How Context Affects Language Models' Factual Predictions

Fabio Petroni, Patrick Lewis, Aleksandra Piktus, Tim Rocktäschel, Yuxiang Wu, Alexander H. Miller, Sebastian Riedel

Introduction

Pre-trained language models such as BERT Devlin et al. (2019) and RoBERTa Liu et al. (2019) enabled state-of-the-art in many downstream NLP tasks Wang et al. (2018a, 2019); Wu et al. (2019). These models are trained in an unsupervised way from large textual collection and recent work Petroni et al. (2019); Jiang et al. (2019); Talmor et al. (2019); Devlin et al. (2019) has demonstrated that such language models can store factual knowledge to some extent. However, considering the millions of documents and facts in Wikipediahttps://en.wikipedia.org/wiki/Wikipedia:Statistics and other textual resources, it unlikely that a language model with a fixed number of parameters is able to reliably store and retrieve factual knowledge with sufficient precision Guu et al. (2020).

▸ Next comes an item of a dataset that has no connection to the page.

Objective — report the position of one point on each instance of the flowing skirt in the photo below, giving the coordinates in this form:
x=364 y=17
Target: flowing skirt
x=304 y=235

One way to get around this is to combine machine reading with an information retrieval (IR) system Chen et al. (2017); Guu et al. (2020). Given a question, the IR system retrieves relevant contexts which are subsequently processed by a reading component. In the case of DrQA Chen et al. (2017), the retriever is fixed and the reading component is trained based on retrieved contexts, whereas in REALM Guu et al. (2020) the IR component is trained alongside the reader during both pre-training and subsequent fine-tuning.

In this paper, we go a step further and forego supervised fine-tuning. Instead, we consider the purely unsupervised case of augmenting a language model with retrieved contexts at test time. We demonstrate that augmenting pre-trained language models with such retrieved contexts dramatically improves unsupervised cloze-style question answering, reaching performance that is on par with the supervised DrQA approach. In addition to being unsupervised, using a pre-trained language model like BERT instead of a trained machine reading component has several other advantages. Since BERT is not an extractive QA model, it is able to utilize contexts that contain relevant information but do not contain the answer span directly. More importantly, we find that via the next-sentence prediction objective BERT is able to ignore noisy or irrelevant contexts.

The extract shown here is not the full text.